Interestingly, the malt in question was, on paper, extremely standard. It’s a version of Munich malt (a malt originating from, you guessed it, Munich, which is famed for its amber color, complexity, and deep maltiness) made by a very reputable maltster, Weyermann (arguably the superlative German maltster), with a single tweak: the Barley varietal is different from the standard one. Is this enough to essentially ruin a malt? And while we’re at it, what did the “dark” Munich malt I used add to the beer?
Following the same protocols as last time, I conducted what amount to mini-mashes, broke out a notepad, and jotted down my thoughts, which I’ve tossed below without any editing
Standard Munich
Appearance
Bellini; pale amber, vague pink perhaps
Aroma
Almost cheeze it, toast, welsh rarebit
Savory biscuit, maybe triscuit
Grainy, slight cheese perhaps, like parmesan
Flavor
A touch of chain restaurant salsa; triscuit, whole grain toast
Beautiful; bready, bread crust, malt bomb, a touch of the goldfish, slight toffee and nut (perhaps hazelnut; vague nutella)

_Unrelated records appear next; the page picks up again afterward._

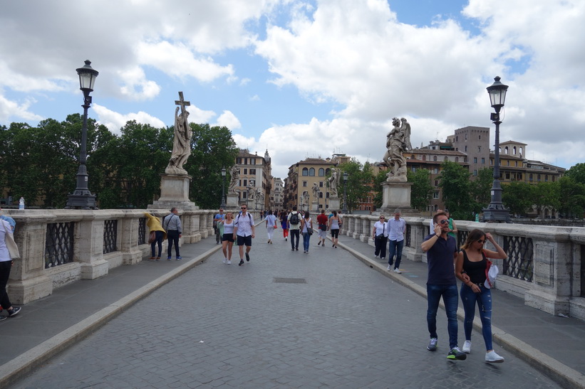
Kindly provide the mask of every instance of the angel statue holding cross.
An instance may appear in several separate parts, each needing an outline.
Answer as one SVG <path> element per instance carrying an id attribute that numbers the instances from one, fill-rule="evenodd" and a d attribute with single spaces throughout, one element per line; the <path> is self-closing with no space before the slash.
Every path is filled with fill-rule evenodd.
<path id="1" fill-rule="evenodd" d="M 179 100 L 175 104 L 180 106 L 181 113 L 179 114 L 179 107 L 175 110 L 175 137 L 172 140 L 172 154 L 171 154 L 169 164 L 165 169 L 167 174 L 187 174 L 183 169 L 183 164 L 191 155 L 191 137 L 193 132 L 189 126 L 187 118 L 189 112 L 185 109 L 190 105 L 190 102 L 183 100 L 183 92 L 179 92 Z"/>

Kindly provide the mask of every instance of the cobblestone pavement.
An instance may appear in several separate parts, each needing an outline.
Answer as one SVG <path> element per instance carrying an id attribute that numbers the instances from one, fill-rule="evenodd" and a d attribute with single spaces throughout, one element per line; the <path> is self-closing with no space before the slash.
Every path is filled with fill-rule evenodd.
<path id="1" fill-rule="evenodd" d="M 558 387 L 497 346 L 505 363 L 485 363 L 477 332 L 447 360 L 442 310 L 427 351 L 425 299 L 316 237 L 308 255 L 281 240 L 242 267 L 217 252 L 12 387 Z"/>

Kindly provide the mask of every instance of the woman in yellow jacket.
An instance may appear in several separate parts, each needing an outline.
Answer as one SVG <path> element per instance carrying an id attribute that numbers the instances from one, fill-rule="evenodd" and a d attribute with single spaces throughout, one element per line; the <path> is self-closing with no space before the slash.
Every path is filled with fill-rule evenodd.
<path id="1" fill-rule="evenodd" d="M 156 216 L 152 216 L 147 212 L 144 213 L 148 220 L 146 220 L 146 225 L 148 226 L 148 232 L 152 233 L 155 231 L 156 238 L 152 243 L 150 243 L 150 250 L 152 252 L 152 256 L 148 258 L 149 261 L 160 261 L 160 254 L 162 252 L 162 241 L 167 239 L 167 232 L 162 228 L 162 225 L 160 224 L 160 220 Z M 155 245 L 158 244 L 158 256 L 155 257 Z"/>

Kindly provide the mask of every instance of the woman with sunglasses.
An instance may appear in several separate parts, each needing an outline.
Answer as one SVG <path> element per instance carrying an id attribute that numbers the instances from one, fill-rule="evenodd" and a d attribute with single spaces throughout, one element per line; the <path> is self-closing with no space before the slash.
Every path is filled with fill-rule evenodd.
<path id="1" fill-rule="evenodd" d="M 484 248 L 486 240 L 496 248 L 492 251 Z M 503 260 L 507 257 L 504 250 L 499 247 L 492 234 L 481 230 L 473 230 L 467 235 L 465 243 L 461 246 L 461 251 L 457 257 L 455 275 L 463 282 L 461 284 L 461 302 L 465 311 L 463 328 L 465 331 L 465 343 L 463 352 L 471 352 L 471 331 L 473 329 L 473 319 L 475 316 L 475 304 L 480 309 L 482 319 L 482 333 L 485 342 L 485 361 L 489 363 L 504 362 L 504 358 L 494 351 L 492 346 L 492 289 L 486 287 L 486 270 L 487 258 Z M 465 281 L 463 273 L 467 274 L 469 280 Z"/>

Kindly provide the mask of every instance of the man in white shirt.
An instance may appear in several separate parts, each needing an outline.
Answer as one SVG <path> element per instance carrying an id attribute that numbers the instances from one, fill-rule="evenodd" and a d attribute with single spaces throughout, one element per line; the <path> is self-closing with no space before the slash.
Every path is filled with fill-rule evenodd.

Plausible black currant or grape, if so very quite; not much else in the way of fruit; perhaps apple fruit leather, actually
Barke Munich
Appearance
Virtually identical to that of the standard Munich
Aroma
Quite subtle; buttered whole grain toast, perhaps, not much else
Flavor
Quite a bit funkier, almost blue cheese
A vague acidity, almost
Much lighter on the bread notes
There's almost a very quiet rancidity
In a saison or dark sour, I can see this working gangbusters, but I have no intention of using this in any other beer in the near future
Appearance
A porter on the paler side
Aroma
A lovely, bracing dark aroma - dark rye toast, parmesan crisp, candied ginger
Flavor
Bracing immediate slight astringency, black currants, pumpernickel, slight acidity, demarara sugar
My beer!
Aroma
hard to place; funky fruit mixed with a copper-y maltiness; almost a weird, funhouse mirror bitter
Flavor
Pennies, dark toast, marmelade, slight bubble gum, mineral water, blackstrap
Conclusion
While it can be fun to try new ingredients and special varieties, clearly there is some risk involved in deviating from the tried-and-true classics. While I’ve had great luck using floor-malted British base malts, for example, I also ruined two beers with recipes so simple they’re otherwise impossible to truly mess up using this insane malt. And even then, I should note that I think this malt would be a wonderful, small percentage of a jazzy Bock or a Flanders Red or Oude Bruin, so there is some value to rolling the dice and brewing a beer blind, but even then, the more of these teas I do, the more I’m convinced of the wisdom in evaluating ingredients before using them. Crazy idea, huh?